Rise for Education-USC chapter said that professors immediately required the students to install the Respondus-Lockdown Browser without prior notice and without addressing the privacy issues of the browser.

“First and foremost, SAS Bulletin would like to raise the concerns of privacy and the browser potentially damaging an electronic device (i.e., a personal computer and laptops), concerns which were largely ignored. Some even dismissed it as mere hearsay, and that this would not happen if the browser is installed correctly,” the group said in a statement.

“However, as some SAS students can attest, the browser has succeeded in slowing some students’ devices down, with effects ranging from slight reductions in performance to sudden self-restarting,” it added.

R43-USC also noted that some students don’t even have personal computers or laptops and only use mobile devices for their online classes.

“Not all students can afford to download the browser considering the risks that come with it. Computers are not cheap, and most certainly are not homogenous enough in quality to ensure that there will be no risk whatsoever that the aforementioned damage would completely lock a student from schooling,” R43-USC said.

However, Fr. Jesuraj Anthoniappen, vice president for Academic Affairs, explained that teachers were advised to consider students’ concerns such as lack of gadgets and internet connectivity.

“Non-compliance due to technical issues will not affect the performance or grades of the students. And faculty members will exercise utmost leniency towards students in this troubling time,” Anthoniappen said.

Anthoniappen also pointed out that Respondus-Lockdown Browser has been used by educators for over 13 years and is being used in administering at least 100 million online exams annually.

“There has never been a situation where Respondus has distributed a version of Lockdown Browser that had a virus/malware attached to it. It does not access the student’s webcam outside the examination environment. As soon as the student submits the exam, the camera stops recording and is effectively disconnected from the Respondus application,” he explained.

But R43-USC reiterated that institutions are not liable for computer or gadget damages as what is stated in the “Respondus Terms of Use for Students.”

They also said the university must first seek the students’ consent “as the software collects a lot of data and modify users’ registry extensively.”

“The fact that data about students’ homes and potentially even their IDs are collected and saved online is alarming.
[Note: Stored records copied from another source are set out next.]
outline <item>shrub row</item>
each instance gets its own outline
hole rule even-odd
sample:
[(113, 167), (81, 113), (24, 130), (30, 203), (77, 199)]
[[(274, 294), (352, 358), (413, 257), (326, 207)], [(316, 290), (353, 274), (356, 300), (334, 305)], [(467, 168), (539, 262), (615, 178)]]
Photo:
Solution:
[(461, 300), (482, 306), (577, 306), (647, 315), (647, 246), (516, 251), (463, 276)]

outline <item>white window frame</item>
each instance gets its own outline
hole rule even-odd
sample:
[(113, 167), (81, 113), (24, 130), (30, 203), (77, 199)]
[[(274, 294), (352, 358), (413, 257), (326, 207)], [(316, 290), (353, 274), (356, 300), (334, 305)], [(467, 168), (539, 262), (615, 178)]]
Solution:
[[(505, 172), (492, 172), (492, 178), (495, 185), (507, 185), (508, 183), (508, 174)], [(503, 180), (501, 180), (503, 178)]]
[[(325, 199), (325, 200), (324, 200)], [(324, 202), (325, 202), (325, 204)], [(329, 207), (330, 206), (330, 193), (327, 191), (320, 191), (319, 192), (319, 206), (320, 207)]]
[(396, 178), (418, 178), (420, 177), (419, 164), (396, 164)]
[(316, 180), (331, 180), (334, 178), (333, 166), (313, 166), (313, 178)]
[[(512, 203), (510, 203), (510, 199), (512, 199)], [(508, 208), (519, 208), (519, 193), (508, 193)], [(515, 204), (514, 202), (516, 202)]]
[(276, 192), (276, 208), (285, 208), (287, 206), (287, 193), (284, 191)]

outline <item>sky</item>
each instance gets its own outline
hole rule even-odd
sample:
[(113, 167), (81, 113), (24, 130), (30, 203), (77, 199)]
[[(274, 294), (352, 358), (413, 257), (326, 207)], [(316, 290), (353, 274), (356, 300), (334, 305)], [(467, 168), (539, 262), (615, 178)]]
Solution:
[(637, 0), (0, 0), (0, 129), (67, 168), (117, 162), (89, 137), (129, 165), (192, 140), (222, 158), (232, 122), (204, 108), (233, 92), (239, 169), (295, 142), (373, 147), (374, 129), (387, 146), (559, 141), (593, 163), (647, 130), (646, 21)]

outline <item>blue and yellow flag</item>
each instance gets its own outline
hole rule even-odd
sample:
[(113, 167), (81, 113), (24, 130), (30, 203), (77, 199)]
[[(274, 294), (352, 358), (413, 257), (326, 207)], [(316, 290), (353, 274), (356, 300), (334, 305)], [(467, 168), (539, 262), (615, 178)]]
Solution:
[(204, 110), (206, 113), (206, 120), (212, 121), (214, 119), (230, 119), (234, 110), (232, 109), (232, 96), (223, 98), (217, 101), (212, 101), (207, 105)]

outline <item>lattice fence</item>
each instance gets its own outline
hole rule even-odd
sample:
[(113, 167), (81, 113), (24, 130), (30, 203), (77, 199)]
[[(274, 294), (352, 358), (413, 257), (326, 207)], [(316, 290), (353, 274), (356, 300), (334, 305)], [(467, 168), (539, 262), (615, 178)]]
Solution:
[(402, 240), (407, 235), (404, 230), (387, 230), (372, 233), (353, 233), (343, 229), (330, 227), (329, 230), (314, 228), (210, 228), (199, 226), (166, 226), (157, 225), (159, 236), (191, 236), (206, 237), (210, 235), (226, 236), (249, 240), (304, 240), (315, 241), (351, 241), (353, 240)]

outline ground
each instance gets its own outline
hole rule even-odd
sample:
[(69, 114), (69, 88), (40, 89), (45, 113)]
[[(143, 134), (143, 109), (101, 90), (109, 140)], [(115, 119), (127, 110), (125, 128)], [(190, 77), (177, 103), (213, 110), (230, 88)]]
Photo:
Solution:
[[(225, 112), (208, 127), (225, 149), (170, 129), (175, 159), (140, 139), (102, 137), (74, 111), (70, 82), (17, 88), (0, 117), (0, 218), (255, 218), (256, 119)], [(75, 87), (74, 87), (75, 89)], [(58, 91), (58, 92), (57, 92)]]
Even more alarming is the fact that Respondus waives liability for any security breaches,” the group said.

“The USC administration should likewise consult students first in policies that directly affect us, as students have the right to be heard and be part of the decision-making process. We hope that, in a time of socioeconomic insecurity, students are not placed in a precarious position, where our rights are infringed,” it added.